Soviets Brace for Unrest Within Their Borders Over War
MOSCOW (AP) _ As President Mikhail S. Gorbachev made final efforts Saturday to avert a ground war in the Persian Gulf, some voiced fears that such fighting could trigger a pro-Iraq backlash by Muslims in the Soviet Union.
″He (Gorbachev) undertook peace partly to pacify the Muslim population,″ said Vladimir Nosenko, a Middle East analyst with the Institute for World Economics and International Relations.
″Now he can say he did his best to help Iraq, but when the war starts there will be an anti-American trend in the whole Arab world, including the Soviet Union,″ he said.
The Kremlin has weathered two years of secessionist and ethnic unrest in its southern regions, and some militant Muslims have openly supported their brethen in Iraq and Iran.
Soviet Muslims number an estimated 80 million in the country of 283 million. Tensions could worsen if Iraqi casualties increase dramatically during a ground war.
Iman Kaziy Ravil-Khazrat, leader of Moscow’s sole mosque, said that Soviet Muslims were divided in their support for Iraq’s Saddam Hussein, but united in opposition to the anti-Iraq coalition.
″This war is being waged to destroy completely Saddam Hussein and Iraq,″ Ravil-Khazrat said. ″They want not only to destroy Iraq’s policies, but its cities and people.″
On Saturday, Gorbachev launched a vigorous telephone campaign to leaders of the anti-Iraq coalition to try and salvage a peace plan that was accepted by Iraq but rejected by the United States.
But his efforts appeared futile. Iraq ignored President Bush’s noon EST deadline for Iraq to start leaving Kuwait, and Bush said the war would go ahead as scheduled.
Nosenko told The Associated Press that unrest in the Soviet Union could include ″terrorism and anti-military actions″ by Muslims, including efforts to seize Soviet weaponry to help defend Iraqis or provoke Soviet military involvement.
Col.
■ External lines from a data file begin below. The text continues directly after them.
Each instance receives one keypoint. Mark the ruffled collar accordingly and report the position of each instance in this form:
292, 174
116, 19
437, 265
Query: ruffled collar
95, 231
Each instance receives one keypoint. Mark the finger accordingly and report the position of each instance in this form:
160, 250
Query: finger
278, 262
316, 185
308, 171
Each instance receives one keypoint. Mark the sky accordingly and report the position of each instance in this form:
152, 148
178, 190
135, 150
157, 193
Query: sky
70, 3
Gen. Vladimir Litvinov, commander of Soviet anti-aircraft forces, warned on Thursday that nationalist unrest could ″seriously interfere with protecting the Soviet Union’s southern borders,″ the state news agency Tass reported.
Gorbachev likely will keep trying to end the war and prevent a total Iraqi defeat, steering a middle route between the West and his own generals who want to block U.S. domination and even keep Saddam Hussein in power.
″I think our generals prefer to save Saddam as a future partner,″ Nosenko said.
Assuming his diplomatic initiative fails, Gorbachev may face demands by the military to take a harder line toward the allied coalition. But observers expected him to stick with the allies.
″Gorbachev is making some concessions to the military, but that doesn’t mean his is guided by it,″ Nodary Simonia, deputy director of the institute, told The AP.